The schemes which are described in the present invention make it possible to meet the octane demand while respecting the acceptable aromatics content in gasoline, by maximizing the formation of multi-branched paraffinic compounds after having separated the original naphtha cut into 3 fractions:

1. 1) a head fraction comprising essentially the compounds with 5 and 6 carbon atoms which is sent in a specific isomerization whose operating conditions and the catalyst may be different from those used for the isomerization of the C ₇ cut.
2. 2) a fraction containing 7 carbon atoms which is the subject of the treatment described in the present invention and which results in an effluent with 7 carbon atoms containing at least 70% by weight, preferably at least 85% by weight, of paraffins di and tribranched and whose octane number is at least 80, preferably between 80 and 87. This fraction with 7 carbon atoms may possibly before the treatment described in the present invention undergo a pretreatment to reduce up to values lower than 0.5% by weight toluene content through a specific unit of hydrogenation.
3. 3) a bottom fraction essentially containing the compounds with 8 or more carbon atoms which is sent to a catalytic reforming unit.

The present invention therefore relates to the treatment of the 7-carbon fraction resulting from the fractionation described above, but given the performance of the naphtha fractionation unit, it will be possible to find in said C ₇ cut to 10% lighter compounds having 6 carbon atoms or less, and up to 10% heavier compounds having 8 or more carbon atoms.

Description of the invention

The subject of the present invention is a process for producing an isomerization of RON at least equal to 80 and containing less than 1% by weight of aromatics from a cut predominantly consisting of hydrocarbons containing 7 carbon atoms, and containing of the paraffins, naphthenes and aromatics, said process comprising at least one isomerisation unit, at least one naphthenic ring opening unit and at least one separation unit, characterized in that said units are combined in such a way that recycle until exhausted methylcyclohexane, toluene and normal and mono-branched paraffins. In the initial section consisting mainly of hydrocarbons with 7 carbon atoms, paraffins, naphthenes and aromatics are in any proportion.

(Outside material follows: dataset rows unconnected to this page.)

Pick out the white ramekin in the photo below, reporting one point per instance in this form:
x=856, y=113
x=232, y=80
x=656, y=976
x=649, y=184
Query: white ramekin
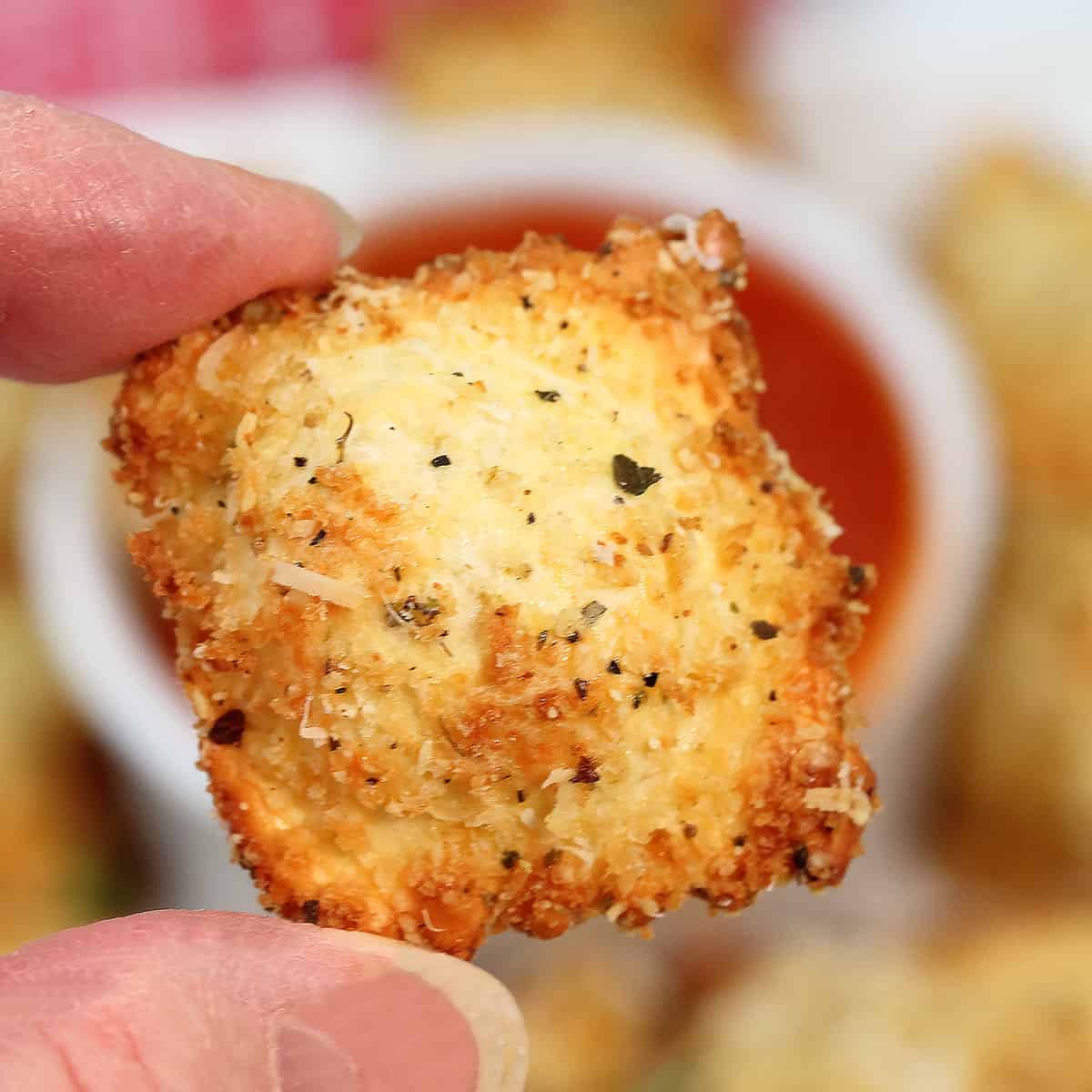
x=85, y=596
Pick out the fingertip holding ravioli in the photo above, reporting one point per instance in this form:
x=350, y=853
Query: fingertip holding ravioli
x=448, y=726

By exhaustion is meant the conversion of methylcyclohexane, toluene and normal and mono-branched paraffins by systematic recycling into an appropriate unit of the combination of units integrated in the process according to the invention, said compounds having been previously isolated in at least a separation unit. At least one of the separation units is a distillation column supplied with a mixture of different streams, at least one of which comes from the fresh feed, and from which a) a head stream is extracted which, after any further separation, gives the isomerate produced, b) a side stream, which feeds alone or in mixture one of the isomerization units, from which the normal and mono-branched paraffins are converted to exhaustion, and c) a bottom stream from which is recycled to exhaustion toluene and methylcyclohexane contained in the fresh load.

Up to 1% by weight of nC7 can be tolerated in the isomerate constituting the head flow but if possible less than 0.5% by weight. According to the invention (cf. figure 1 ), a first isomerization unit is fed by the side withdrawal from the distillation column, the isomerization effluent, after stabilization, being returned to the distillation column on a tray above the draw plate lateral, fresh load feeds the distillation column, and the cycle opening unit is fed by the bottom flow of said column, the effluent of the ring opening unit being recycled to the inlet of the isomerization unit , in mixture with the lateral withdrawal stream from said column.

In a second variant of the invention, an isomerization unit is fed by the lateral withdrawal from the distillation column, the effluent of the isomerization after stabilization being returned to the distillation column on a plateau located above of the side withdrawal tray, the fresh feed feeds the distillation column and the cycle opening unit is fed by the bottom flow of said column, the effluent of the cycle opening unit being recycled to mixing with the fresh charge at the inlet of said column.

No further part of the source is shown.